8 Jul 2012

RASM AL QUR’AN


RASM AL QUR’AN

A.     Pengertian Rasm Al Qur’an

Istilah Rasm Al Qur’an[1] terdiri dari dua kata : rasm dan Al Qur’an. Rasm berarti bentuk tulisan,[2] dapat juga diartikan atsar,[3] ‘alamah. Sedangkan Al Qur’an[4] adalah kalam Allah yang tiada tandingannya (mu’jizat), diturunkan kepada Nabi Muhammad saw. penutup para Nabi dan Rasul dengan perantara malaikat jibril, ditulis dalam mushaf-mushaf dan disampaikan kepada kita secara mutawatir (oleh banyak orang), mempelajari merupakan suatu ibadah, dimulai dengan surat Al Fatihah dan ditutup dengan surat An-Nas.[5]
Rasm Al Qur’an berarti bentuk tulisan Al Qur’an . Para ulama lebih cenderung menamainya dengan istilah Rasmul Mushaf.[6] Ada pula yang menyebutnya Rasm Usmani. Ini wajar, karena Khalifah Usmanlah yang merestui dan mewujudkannya dalam kenyataan.[7]
Rasm mushaf adalah ketentuan atau pola yang digunakan oleh Usman bin Affan beserta sahabat- sahabat lainnya dalam penulisan Al Qur’an berkaitan dengan susunan hu ruf-hurufnya yang terdapat  dalam mushaf-mushaf yang dikirim ke berbagai dae rah dan kota, serta mushaf Al Iman yang berada ditangan Usman sendiri.[8]

 

B.  Latar Belakang Rasm Al Qur’an

Kaum muslimin memelihara Al Qur’an melalui dua cara, yaitu hafalan dan tulisan. Keduanya berlangsung sejak masa hidup Rasulullah. Sedangkan penghimpun dan penyempurnaan tulisan Al Qur’an dari lembaran-lembaran kulit dan dan tulang ke dalam satu naskah dilakukan oleh Khulafaur Rasyidin.[9]
Secara kronologis, orang pertama menghimpun Al Qur’an adalah Abu Bakar Ash-Shidiq, karena banyaknya hafizh yang mati syahid di pertempuran Yamamah. Itu atas saran Umar bin Khatab. Sepeninggal Abu bakar naskah Al Qur’an tersebut dititipkan kepada hafshah. Di kemudian hari disempurnakan oleh Usman bin Affan dengan memjbentuk panitia empat. Ide itu muncul karena banyaknya perbedaan bacaan dikalangan kaum muslimin, baik yang berbangsa Arab maupun bukan berbangsa Arab ( ‘ajam ), tanpa sedikit pun melakukan perubahan dari naskah aslinya, baik dalam hal susunan maupun tulisannya.[10]
Panitia empat, yaitu Ai Mu’awiyyah, Ubay bin Ka’ab dan Zaid bin Sabit,[11] yang diketuai oleh  Zaid bin Tsabit dibebani tugas menulis beberapa naskah Al Qur’an untuk disebarkan ke  daerah-daerah Islam. Mereka menempuh car a khusus yang disetujui oleh khalifah Usman, baik dalam hal penulisan lafazh-lafazh ataupun bentuk huruf yang digunakan.[12]

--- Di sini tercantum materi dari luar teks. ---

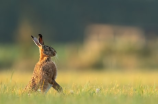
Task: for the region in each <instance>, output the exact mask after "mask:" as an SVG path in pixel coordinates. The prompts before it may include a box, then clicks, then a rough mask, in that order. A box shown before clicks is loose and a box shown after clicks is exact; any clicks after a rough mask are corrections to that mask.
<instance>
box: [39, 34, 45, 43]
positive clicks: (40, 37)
mask: <svg viewBox="0 0 158 104" xmlns="http://www.w3.org/2000/svg"><path fill="white" fill-rule="evenodd" d="M38 36H39V42H40V44H42V45H44V41H43V37H42V34H38Z"/></svg>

C.     Pendapat Ulama Tentang Rasm Al Qur’an

Pendapat ulama tentang rasm al-Qur'an berkisar pada masalah apakah rasm al-Qur’an merupakan tauqif (ketetapan ) Nabi atau bukan. Mengenai permasalahan ini muncul dua kubu ulama; kubu pertama menyatakan bahwa rasm al-Qur’an tauqif Nabi dan kubu kedua menyatakan bahwa rasm al-Qur’an bukan tauqif nabi.[13]
Menurut golongan pertama, rasm al-Qur’an itu tauqifi dan metode penulisannya dinyatakan sendiri oleh Rasulullah saw. Pendapat ini dipegangi dan dipertahankan oleh Ibnul Mubarak di dalam kitabnya yang berjudul al-Ibriz, yang sependapat dengan gurunya Abdul Aziz ad Dabbagh. Ia menyatakan sebagai berikut : “Tidak seujung rambut pun huruf Al qur’an yang ditulis atas kehendak seorang sahabat Nabi atau lainnya. Rasm al-Qur’an adalah tauqif dari Nabi, yakni atas dasar petunjuk dan tuntunan langsung dari Rasulullah saw. Beliaulah yang menyuruh  mereka (para sahabat ) menulis rasm al-Qur’an itu dalam bentuk yang kita kenal, termasuk tambahan huruf alif dan pengurangannya, untuk kepentingan rahasia yang tak dapat dijangkau oleh akal pikiran, yaitu rahasi yang dikhususkan oleh Allah bagi kitab suci al-Qur’an. Suatu kekhususan yang tidak diberikan kepada kitab-kitab suci lainnya. Sama halnya dengan susunan al-Qur’an itu mu’jiz (membuat lawan tak berdaya ) maka rasm al-Qur’an itu mu’jiz juga”.[14]
            Pendapat tersebut didasarkan pada suatu riwayat bahwa Nabi pernah berkata kepada Muawiyah, salah seorang petugas pencatat wahyu, Ambillah tinta tulislah huruf-huruf dengan qalam (pena ); rentangkan huruf ba’ ,bedakan dengan huruf sin, jamgan merapatkan lubang huruf  mim,tulis lafadz “Allah” yang baik, panjangkan lafadz “Ar Rahman” dan tulislah lafadz “Ar Rahim” yang indah.kemudian letakkanlah qalamma pada telinga. Ia akan selalu mengingatkan engkau”.[15]    Atas dasar itu maka Az Zarqani di dalam bukunya Manahilul Irfan berpendapat bahwa tidak ada salahnya memandang beberapa keistimewaan rasm[16] Usmani sebagai petunjuk tentang adanya makna rahasia yang sangat halus.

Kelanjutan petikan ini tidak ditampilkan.